The first one come from a Blog titled,
The Runaway Spoon
Here is , in her words, an explanation of the ingredients and why they are helpful during an illness.
This particular recipe includes lots of health-boosting ingredients. Ginger relives nausea and eases pain, Garlic is antibacterial and it helps fight colds and viruses. Leeks contain iron, fennel is high in vitamin C, and rosemary is good for headaches. Parsley is also high in Vitamin C and helps boost circulation, while sage has antibiotic properties. Oregano is antimicrobial and great for colds and flu, carrots contain antioxidants and onions are anti-inflammatory. Consider putting all this information on a card or note when you deliver the soup to a sick friend.
Not feeling the flu yet? Lucky you, but take this opportunity to put together a batch today and freeze it, without the noodles, for when (or if, hopefully) you are laid low.
This recipe also hits on that other hot-button of the day. Making this big ol’ pot of goodness costs under ten dollars, and that’s with some vegetables, herbs and chicken meat left over for chicken salad or pot pie. So it’s comforting and cost-effective, no matter what ails you.
Chicken Noodle Penicillin
In general, but particularly when I am sick, or making this for someone who is, I always use organic vegetables, a hormone and antibiotic free chicken and noodles with as few additives as I can find (label reading is good).
1 whole chicken, no liver or gizzards
1 medium onion
2 medium leeks
1 small fennel bulb
3 celery ribs
10 cloves garlic
3 green onions
1 large sprig rosemary
1 large sprig oregano
2 bay leaves
3-4 stalks parsley
1 large sprig sage
1 – inch piece peeled ginger
2 teaspoons peppercorns
10 – 12 cups water
2 carrots, peeled
2 celery ribs
3 green onions, white part only
6 ounces wide egg noodles
2 cups chicken meat
sea salt to taste
Wash all the vegetables and rinse the cavity of the chicken well. . Place the chicken in a large Dutch oven or stock pot (7 quarts) with a lid. Peel the onion and cut it into pieces, toss in the pot. Trim the roots and the dark green parts of the leeks, cut the white into chunks, rinse off, and toss in the pot. Remove the lacy fronds from the fennel, remove the outer layer of the bulb, chop into quarters and toss in. Cut a few feathery fronds and add. Cut the carrots and celery into chunks and add to the pot. Trim the roots from the green onions and toss them in with the rest of the ingredients. Pour over the 10 – 12 cups water. Bring to a boil, lower the heat to medium, cover the pot and simmer for 2 hours.

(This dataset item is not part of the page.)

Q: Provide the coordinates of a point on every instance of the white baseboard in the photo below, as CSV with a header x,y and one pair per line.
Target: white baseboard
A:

When the soup has cooked, pour the whole pot into a colander set over a large bowl. Pull out the chicken pieces and discard the vegetables. Rinse out the pot and wipe any pieces out. Leave the broth and chicken to cool slightly. When cool enough to handle, pull the meat off the chicken bones (no skin or fat!) and shred into bite-sized pieces. You may have more than the two cups meat needed to finish the soup; reserve it for another use. Set aside. Skim as much fat as you can from the top of the broth. You can refrigerate the broth for a few hours to solidify the fat before removing if you’d like.
Finely dice the two peeled carrots and two celery ribs and the green onions. Remember that the final product is meant to be eaten with a spoon, so make the pieces small enough. Same goes with the chicken meat. Add the vegetables back to the cleaned pot and pour in 2 cups of skimmed broth. Cover and cook over medium high heat until the vegetables are soft, about 15 minutes. Remove the cover and cook until the broth is almost gone. Pour in the remaining broth and bring to a boil. Add the noodles, cover the pot again and cook for about 8 minutes, until the noodles are soft but not limp. Stir in the chicken meat and heat through. Season to taste with sea salt.

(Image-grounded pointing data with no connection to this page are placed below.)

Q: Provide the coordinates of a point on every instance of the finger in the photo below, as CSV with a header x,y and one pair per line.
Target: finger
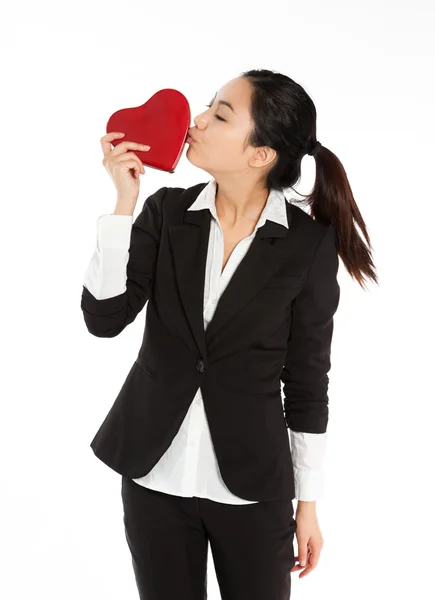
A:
x,y
302,553
132,164
129,156
124,146
313,559
106,140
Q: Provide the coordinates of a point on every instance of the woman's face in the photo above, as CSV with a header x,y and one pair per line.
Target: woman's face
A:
x,y
220,132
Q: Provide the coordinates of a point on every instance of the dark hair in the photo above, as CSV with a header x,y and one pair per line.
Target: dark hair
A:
x,y
284,119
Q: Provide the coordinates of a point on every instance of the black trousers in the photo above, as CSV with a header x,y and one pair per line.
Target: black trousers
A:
x,y
168,536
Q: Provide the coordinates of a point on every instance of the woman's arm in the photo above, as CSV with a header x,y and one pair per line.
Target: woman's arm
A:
x,y
305,373
118,278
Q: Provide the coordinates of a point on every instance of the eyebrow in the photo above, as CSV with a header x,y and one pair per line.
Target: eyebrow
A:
x,y
224,102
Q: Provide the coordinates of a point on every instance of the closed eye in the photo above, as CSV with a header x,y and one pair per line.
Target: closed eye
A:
x,y
217,116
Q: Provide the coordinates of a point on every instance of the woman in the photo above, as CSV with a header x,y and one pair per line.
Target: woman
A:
x,y
205,472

Serve immediately, or leave the soup to cool. When completely cool, ladle into ziptop bags or glass jars and seal tightly. The soup will keep for three days sealed in the fridge. To freeze, ladle the soup into ziptop freezer bags before adding the noodles, seal tightly, and freeze for up to three months.
When ready to eat, pour into a pot and heat over medium high heat until warmed and steaming. Add the noodles until cooked if necessary.